Health News of Monday, 26 November 2012
The lack of classroom infrastructure has prevented the Atibie Midwifery/Health Assistant Training School from advertising for intake of students for the Health Assistant Course (HAC) programme for two years now.
Mrs Paulina Osabutey, Principal of the School, who announced this at the Matriculation ceremony of the Institute at the weekend, said several attempts and appeals to the various District and Municipal Assemblies, especially in the Kwahu Area, did not yield the desired result.
“As a result of the severe shortage of classroom infrastructure, five groups of students comprising three batches of Registered Midwifery students and two batches of the Post basic Midwifery students struggle continually in an uncomfortable rotational arrangement to use the limited classrooms available for teaching and learning”.
She indicated that another academic year, 2013/2014, loomed ahead and there were no indications that classroom blocks would be available for use by students.
Mrs Osabutey said the implications of that would be the school’s inability to reopen admissions for the HAC programme and also to limit intake of students for existing programmes.
She, therefore, appealed to the Kwahu East, West and North assemblies to pool resources together to build at least a three-unit classroom facility that could accommodate up to 300 students in total.
“By so doing, these assemblies would not only be helping the school to enhance its infrastructure base for improved academic work, but would more importantly be creating opportunities for the youth in the Kwahu Area and Ghana at large to acquire professional employable skills that would enable them contribute their quota more meaningfully towards the development of the country”.
Mrs Osabutey also expressed worry about the complete lack of backup power plant for use in the school when power from the main National Grid goes off.
She said the school currently did not have any source of power anytime power went off, especially in the nights.

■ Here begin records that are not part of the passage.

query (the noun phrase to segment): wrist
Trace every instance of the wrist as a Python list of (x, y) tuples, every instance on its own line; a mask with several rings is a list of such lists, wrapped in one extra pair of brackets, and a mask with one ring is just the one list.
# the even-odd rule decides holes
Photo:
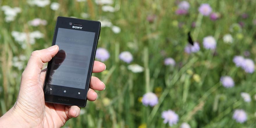
[(24, 116), (22, 116), (23, 112), (16, 107), (15, 103), (13, 107), (0, 118), (0, 124), (3, 127), (30, 127), (31, 122), (25, 118)]

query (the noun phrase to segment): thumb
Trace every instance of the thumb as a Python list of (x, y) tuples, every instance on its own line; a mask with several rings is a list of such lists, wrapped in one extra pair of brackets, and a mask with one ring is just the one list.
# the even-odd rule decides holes
[(44, 63), (50, 61), (58, 53), (58, 47), (55, 45), (46, 49), (33, 51), (22, 74), (22, 80), (38, 80)]

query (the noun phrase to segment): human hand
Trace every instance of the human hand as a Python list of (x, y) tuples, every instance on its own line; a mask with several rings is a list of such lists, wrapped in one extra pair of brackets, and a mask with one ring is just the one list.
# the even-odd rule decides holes
[[(63, 126), (69, 119), (79, 115), (80, 109), (45, 102), (43, 87), (46, 69), (44, 63), (49, 61), (58, 51), (56, 45), (33, 51), (22, 74), (20, 87), (13, 106), (0, 118), (0, 126), (8, 127), (57, 127)], [(93, 72), (99, 72), (106, 65), (94, 61)], [(94, 101), (97, 94), (94, 90), (105, 89), (105, 85), (99, 79), (92, 77), (87, 99)]]

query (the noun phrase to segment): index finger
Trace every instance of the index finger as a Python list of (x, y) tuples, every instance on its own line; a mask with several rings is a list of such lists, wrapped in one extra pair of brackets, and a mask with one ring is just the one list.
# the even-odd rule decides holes
[(104, 63), (97, 61), (94, 61), (93, 72), (100, 72), (105, 69), (106, 69), (106, 65)]

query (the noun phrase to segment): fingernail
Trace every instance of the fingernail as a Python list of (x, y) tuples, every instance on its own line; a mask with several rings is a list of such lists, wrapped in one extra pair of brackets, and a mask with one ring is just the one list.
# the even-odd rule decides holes
[(103, 63), (103, 64), (104, 64), (104, 65), (105, 65), (105, 69), (104, 69), (104, 70), (106, 70), (106, 68), (107, 68), (107, 66), (106, 66), (106, 65), (105, 65), (105, 64), (104, 64), (104, 63)]
[(105, 88), (104, 88), (104, 89), (103, 90), (105, 90), (105, 89), (106, 89), (106, 86), (105, 85), (105, 84), (104, 84), (104, 83), (103, 83), (103, 82), (101, 81), (101, 82), (102, 82), (102, 83), (103, 83), (103, 84), (104, 85), (104, 86), (105, 87)]
[(96, 94), (96, 95), (97, 95), (97, 97), (96, 97), (96, 99), (97, 99), (97, 98), (98, 98), (98, 94), (97, 94), (97, 93), (96, 93), (96, 92), (94, 92), (94, 93), (95, 93), (95, 94)]
[(47, 48), (47, 49), (49, 51), (52, 51), (55, 50), (56, 50), (57, 49), (57, 45), (55, 45), (51, 47)]

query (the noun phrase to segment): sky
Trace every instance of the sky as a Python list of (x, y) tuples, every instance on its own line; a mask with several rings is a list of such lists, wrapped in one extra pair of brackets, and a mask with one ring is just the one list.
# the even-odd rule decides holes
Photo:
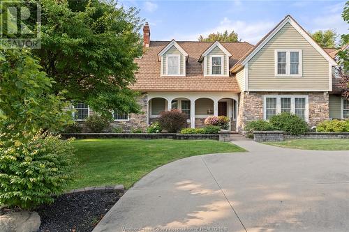
[(242, 41), (257, 43), (287, 15), (309, 31), (348, 33), (341, 18), (345, 1), (120, 0), (136, 7), (150, 26), (151, 40), (198, 40), (200, 35), (234, 30)]

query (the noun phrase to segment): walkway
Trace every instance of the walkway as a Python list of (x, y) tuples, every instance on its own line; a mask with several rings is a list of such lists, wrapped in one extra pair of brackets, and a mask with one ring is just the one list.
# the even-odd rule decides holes
[(349, 152), (234, 143), (249, 152), (191, 157), (149, 173), (94, 232), (349, 231)]

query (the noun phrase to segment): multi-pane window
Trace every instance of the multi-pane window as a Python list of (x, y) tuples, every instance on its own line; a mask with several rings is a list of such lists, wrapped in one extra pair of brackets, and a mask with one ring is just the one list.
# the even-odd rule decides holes
[(349, 100), (346, 99), (343, 100), (343, 117), (349, 118)]
[(304, 98), (295, 98), (295, 114), (305, 119), (306, 99)]
[(264, 119), (265, 120), (269, 119), (275, 114), (289, 112), (307, 121), (308, 111), (308, 96), (306, 95), (266, 95), (264, 98)]
[(168, 55), (168, 75), (179, 75), (180, 55)]
[(302, 50), (276, 50), (276, 76), (302, 76)]
[(298, 74), (298, 67), (299, 65), (299, 52), (290, 52), (290, 58), (291, 65), (290, 74)]
[(171, 109), (178, 109), (178, 100), (173, 100), (171, 102)]
[(222, 56), (212, 56), (212, 75), (222, 75)]
[(113, 118), (115, 121), (128, 120), (128, 114), (115, 109), (113, 112)]
[(266, 119), (269, 119), (276, 114), (276, 98), (266, 98), (265, 114)]
[(281, 113), (291, 111), (291, 98), (281, 98)]
[(191, 118), (191, 101), (182, 100), (181, 102), (181, 110), (183, 113), (186, 114), (188, 118)]
[(286, 52), (278, 52), (278, 74), (286, 74)]
[(78, 102), (74, 105), (74, 109), (75, 111), (73, 113), (75, 120), (86, 120), (89, 116), (89, 106), (82, 102)]

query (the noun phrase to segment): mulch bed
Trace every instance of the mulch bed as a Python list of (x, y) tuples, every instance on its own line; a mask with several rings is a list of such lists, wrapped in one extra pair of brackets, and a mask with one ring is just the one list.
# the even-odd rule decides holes
[(34, 211), (41, 217), (41, 232), (92, 231), (121, 196), (117, 192), (91, 192), (64, 194), (51, 205)]

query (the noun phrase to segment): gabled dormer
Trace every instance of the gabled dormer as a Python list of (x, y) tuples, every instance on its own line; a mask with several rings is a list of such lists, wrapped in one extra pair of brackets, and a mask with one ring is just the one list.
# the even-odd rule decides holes
[(202, 62), (204, 76), (229, 77), (229, 57), (232, 54), (216, 41), (199, 59)]
[(185, 76), (186, 63), (188, 55), (178, 43), (172, 40), (158, 54), (161, 62), (161, 76)]

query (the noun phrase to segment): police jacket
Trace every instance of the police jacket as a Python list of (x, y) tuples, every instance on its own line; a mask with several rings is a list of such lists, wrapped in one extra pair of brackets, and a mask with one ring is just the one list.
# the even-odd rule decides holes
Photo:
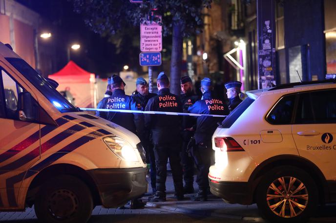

Mrs Osabutey noted that apart from the serious inconvenience the situation posed to staff and students, it also had severe security implications for a predominantly female school.
She therefore challenged the Government, through the Eastern Regional Director of Health Services and the Ministry of Health, the Municipal and District assemblies, especially those of Kwahu origin, Kwahu philanthropists and businessmen to support the school. “We cannot be seeking academic excellence if teaching and learning has to be interrupted anytime the National Grid goes off, as it is presently the case with the ongoing load shedding exercise”.
The Principal also lamented over the lack of decent accommodation units to house both the teaching and the non-teaching staff of the school.
She noted that the quality of a school’s curriculum and its academic worth depended largely on the availability of the required numbers of qualified tutors to mentor students and take them through the prescribed syllabus and training regimen.
“The lack of decent accommodation units, in our particular circumstances, serves as disincentive to productivity, as the few teachers we have, are compelled to make do with all kinds of accommodation units which largely do not befit their status.
“Moreover the school is unable to attract other qualified tutors, especially the young graduates because it does not have enough decent accommodation facilities to use as bait for them to accept postings to the school”, she added.
Mrs Osabutey charged the matriculants to be of good character, avoid bad behaviour and habits and to be associated with only what was good.
She challenged them to pay particular attention to their studies and take it seriously in order to make the grades, reminding them that they would be withdrawn from the school if they failed to make the required grades.
In all, the school admitted 130 students made up of 59 for Registered Midwifery and 71 for post basic Midwifery.